Antonio Leon

Personal information
- Full name: Antonio Manuel Leon Candia
- National team: Paraguay
- Born: 4 August 1982 (age 43) Asunción, Paraguay
- Height: 1.81 m (5 ft 11 in)
- Weight: 78 kg (172 lb)

Sport
- Sport: Swimming
- Strokes: Breaststroke
- Club: Deportivo de Puerto Sajonia
- Coach: Roberto Colmán

= Antonio Leon (swimmer) =

Paraguayan swimmer

Antonio Manuel Leon Candia (born August 4, 1982) is a Paraguayan former swimmer, who specialized in breaststroke events. During his sporting career, he represented Paraguay, as an eighteen-year-old, at the 2000 Summer Olympics, and in all four editions of the FINA World Championships since 2001. Leon also trained for Deportivo de Puerto Sajonia, under his longtime coach and mentor Roberto Colmán.

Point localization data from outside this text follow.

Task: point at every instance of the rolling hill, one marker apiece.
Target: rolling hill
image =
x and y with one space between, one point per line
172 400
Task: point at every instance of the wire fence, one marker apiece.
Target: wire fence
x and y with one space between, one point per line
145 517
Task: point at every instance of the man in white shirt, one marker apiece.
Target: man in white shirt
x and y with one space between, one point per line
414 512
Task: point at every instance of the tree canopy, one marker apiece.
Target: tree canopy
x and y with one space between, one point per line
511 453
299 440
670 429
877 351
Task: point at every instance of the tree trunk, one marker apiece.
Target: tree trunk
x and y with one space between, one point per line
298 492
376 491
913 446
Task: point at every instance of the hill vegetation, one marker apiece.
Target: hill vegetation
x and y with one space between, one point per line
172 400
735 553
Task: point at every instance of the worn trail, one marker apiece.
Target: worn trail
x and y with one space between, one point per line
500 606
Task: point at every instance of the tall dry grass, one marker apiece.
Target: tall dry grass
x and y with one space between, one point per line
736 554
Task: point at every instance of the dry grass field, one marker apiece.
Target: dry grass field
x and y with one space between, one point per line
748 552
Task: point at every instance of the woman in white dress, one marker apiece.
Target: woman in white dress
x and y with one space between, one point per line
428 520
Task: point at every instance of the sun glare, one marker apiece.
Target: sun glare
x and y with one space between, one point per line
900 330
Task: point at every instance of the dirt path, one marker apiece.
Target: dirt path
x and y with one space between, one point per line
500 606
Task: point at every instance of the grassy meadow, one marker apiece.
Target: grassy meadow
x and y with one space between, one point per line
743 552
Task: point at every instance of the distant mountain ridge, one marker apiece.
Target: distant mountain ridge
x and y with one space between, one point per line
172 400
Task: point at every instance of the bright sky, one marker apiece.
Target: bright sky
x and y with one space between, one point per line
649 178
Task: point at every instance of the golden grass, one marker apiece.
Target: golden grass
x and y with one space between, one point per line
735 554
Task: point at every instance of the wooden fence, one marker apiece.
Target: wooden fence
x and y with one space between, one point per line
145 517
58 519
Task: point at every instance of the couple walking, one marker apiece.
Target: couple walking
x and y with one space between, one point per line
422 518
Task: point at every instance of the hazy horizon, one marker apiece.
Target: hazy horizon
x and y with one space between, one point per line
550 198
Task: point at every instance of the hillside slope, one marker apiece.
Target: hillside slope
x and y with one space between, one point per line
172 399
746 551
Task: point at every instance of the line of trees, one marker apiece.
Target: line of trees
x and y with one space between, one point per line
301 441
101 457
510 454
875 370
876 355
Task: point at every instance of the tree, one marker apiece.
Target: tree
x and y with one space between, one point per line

Leon competed only in the men's 100 m breaststroke at the 2000 Summer Olympics in Sydney. He received a Universality place from FINA, without meeting an entry time. He participated in heat one against two other swimmers Kieran Chan of Papua New Guinea and Joe Atuhaire of Uganda. Leon pulled away from a small field, and opened up his lead to a top seed in a new Paraguayan record of 1:08.12. Leon failed to advance into the semifinals, as he placed sixty-first overall on the first day of prelims.